Ibrahim Boubacar Ke´ta, une lutte anti-corruption en trompe-l’œil

par Maka T
jeudi 12 juillet 2018

En matière de lutte anti-corruption, le bilan du président malien, Ibrahim Boubacar Keïta, qui se présente à sa propre succession le 29 juillet prochain, n’est malheureusement pas très glorieux. Et ce en dépit de nombreuses promesses.

À quelques semaines de l’élection présidentielle, au Mali, l’heure est au bilan. En matière de lutte anti-corruption, notamment, alors que le président sortant, Ibrahim Boubacar Keïta (IBK), avait fait de ce sujet l’un des points d’orgue de son mandat. Début 2014, ce dernier affirmait effectivement vouloir mettre au pas les amateurs de pots-de-vin et autres rétributions indues  ; une entreprise habile politiquement, mais dangereuse, le chef de l’État n’étant lui-même pas exempt de tout reproche. Et soumis de facto à un retour de bâton.

Toujours en 2014, par exemple, IBK a garni sa flotte présidentielle d’un Boeing 737 pour 19 milliards de francs CFA — ceci alors qu’il disposait déjà d’un appareil. Problème : l’opération, opaque s’il en est, a transité par une société-écran située dans un paradis fiscal des Caraïbes, et prévoyait toute une flopée de commissions attenantes.
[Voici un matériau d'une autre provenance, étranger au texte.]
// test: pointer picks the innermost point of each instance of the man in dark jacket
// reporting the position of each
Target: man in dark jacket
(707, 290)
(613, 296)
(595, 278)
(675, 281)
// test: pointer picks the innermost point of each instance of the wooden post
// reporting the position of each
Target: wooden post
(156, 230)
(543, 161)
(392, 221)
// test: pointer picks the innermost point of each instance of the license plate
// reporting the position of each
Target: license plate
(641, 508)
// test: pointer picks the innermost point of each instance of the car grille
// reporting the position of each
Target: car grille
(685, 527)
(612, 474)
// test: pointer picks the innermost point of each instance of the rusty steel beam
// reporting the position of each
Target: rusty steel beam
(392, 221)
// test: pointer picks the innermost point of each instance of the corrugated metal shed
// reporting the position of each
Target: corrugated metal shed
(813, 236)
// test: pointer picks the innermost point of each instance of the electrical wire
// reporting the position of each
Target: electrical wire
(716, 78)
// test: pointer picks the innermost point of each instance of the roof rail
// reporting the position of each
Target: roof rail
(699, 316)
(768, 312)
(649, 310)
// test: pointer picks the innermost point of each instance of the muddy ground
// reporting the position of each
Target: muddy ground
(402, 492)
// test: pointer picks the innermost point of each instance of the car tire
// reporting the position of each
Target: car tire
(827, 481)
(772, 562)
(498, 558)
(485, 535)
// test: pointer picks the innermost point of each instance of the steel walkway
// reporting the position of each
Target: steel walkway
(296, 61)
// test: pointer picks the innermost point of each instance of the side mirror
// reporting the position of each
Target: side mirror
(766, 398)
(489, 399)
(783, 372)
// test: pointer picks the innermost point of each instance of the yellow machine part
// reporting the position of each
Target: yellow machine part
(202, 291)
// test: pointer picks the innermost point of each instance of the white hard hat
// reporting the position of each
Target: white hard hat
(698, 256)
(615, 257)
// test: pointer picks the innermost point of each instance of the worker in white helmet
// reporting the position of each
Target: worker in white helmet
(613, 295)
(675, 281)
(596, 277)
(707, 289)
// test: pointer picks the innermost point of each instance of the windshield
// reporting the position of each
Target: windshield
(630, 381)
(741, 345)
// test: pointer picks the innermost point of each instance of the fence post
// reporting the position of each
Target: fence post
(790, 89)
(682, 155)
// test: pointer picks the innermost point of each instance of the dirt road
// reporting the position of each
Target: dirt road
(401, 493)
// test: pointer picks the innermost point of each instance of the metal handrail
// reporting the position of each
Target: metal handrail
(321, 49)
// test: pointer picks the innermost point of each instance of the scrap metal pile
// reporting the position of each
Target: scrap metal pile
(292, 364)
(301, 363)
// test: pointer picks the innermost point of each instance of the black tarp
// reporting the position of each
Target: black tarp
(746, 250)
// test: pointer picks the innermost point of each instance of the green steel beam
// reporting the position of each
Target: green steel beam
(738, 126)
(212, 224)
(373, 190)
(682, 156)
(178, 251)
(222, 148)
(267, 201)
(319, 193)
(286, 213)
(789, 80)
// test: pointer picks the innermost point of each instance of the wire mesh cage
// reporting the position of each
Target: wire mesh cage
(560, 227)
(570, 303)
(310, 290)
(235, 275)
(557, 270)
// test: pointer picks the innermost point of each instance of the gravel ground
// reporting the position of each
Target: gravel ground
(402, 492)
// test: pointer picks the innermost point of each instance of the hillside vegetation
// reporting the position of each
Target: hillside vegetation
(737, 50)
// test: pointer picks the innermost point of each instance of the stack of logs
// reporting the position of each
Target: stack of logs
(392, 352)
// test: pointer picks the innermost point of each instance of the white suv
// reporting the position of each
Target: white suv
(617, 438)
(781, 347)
D’après le Bureau vérificateur général (BVG), une autorité indépendante malienne, cet épisode a mis à jour des pratiques de surfacturation, de détournement de fonds publics et même de fraude.


«  Échecs des politiques mises en œuvre  »

Difficile, dans ces conditions, d’être crédible lorsqu’on prône la transparence pour le bien des Maliens. Maliens auxquels IBK n’hésite d’ailleurs pas à faire payer ses goûts de luxe, s’agissant notamment de son domicile — le palais présidentiel ne lui convenant pas —, dans le quartier de Sébénikoro (Bamako), dont les travaux de rénovation ont été supportés par les contribuables. En réalité, la volonté de lutte contre la corruption affichée par IBK ne semble être qu’une façade.

Deux ans après le lancement en trombes de la lutte anti-corruption au Mali, en 2016, Transparency International rend d’ailleurs public un sondage qui l’égratigne fortement — et le chef de l’État au passage. Selon l’organisation, 30 % des personnes interrogées dans le pays affirment ainsi avoir versé des pots-de-vin à des agents publics, tandis que 56 % des sondés pensent que «  le gouvernement ne lutte pas suffisamment contre le phénomène  ». Des économistes, réagissant aux résultats, estiment alors que «  ce rapport est inquiétant et démontre l’échec des politiques mises en œuvre pour lutter contre la corruption au Mali  ».

Soumaïla Cissé, figure de l’opposition

Il y a pourtant urgence à remettre un peu de crédibilité et de confiance dans la conduite — et la pratique — budgétaire. Car si l’économie du pays enregistre de bons chiffres — la croissance est bonne et la demande des ménages soutenue —, le taux de pauvreté (45 % environ) reste alarmant. Les Nations unies (ONU) placent d’ailleurs le Mali en 176e position — sur 188 — pour ce qui est l’indice de développement humain. Un classement qui s’explique, certes, par la situation sécuritaire, extrêmement précaire, et toutes les difficultés entraînées, mais pas que.

En effet, la pauvreté se concentre essentiellement dans le sud du pays, où la densité démographique est la plus forte, alors que les différents groupes terroristes qui émaillent le Sahel se trouvent plutôt au nord. Globalement, endiguer la corruption servirait à débloquer des fonds pour faire reculer cette pauvreté, mais encore faut-il en avoir l’intention. Et les Maliens — ceux qui appartiennent à l’opposition politique du moins — l’ont très bien compris  ; une vague de «  dégagisme  » a d’ailleurs vu le jour en prévision de la présidentielle.

Fin mai, lors d’un Conseil national extraordinaire, le Parti pour la renaissance nationale (PARENA), dirigé par l’ancien ministre Tiébilé Dramé, a choisi de ne pas présenter de candidat, afin de soutenir la candidature de Soumaïla Cissé, de l’Union pour la République et la démocratie (URD). Un choix fort, qui exprime clairement la volonté de l’opposition de ne pas apparaître morcelée lors des élections. Ceci afin de faire tomber le président sortant et mettre fin aux «  dérives graves du régime, la gouvernance patrimoniale faite de tâtonnements, d’improvisation, de détournements impunis des maigres ressources publiques, de pillage sans précédent […] des ressources publiques  ». En d’autres termes : à la corruption.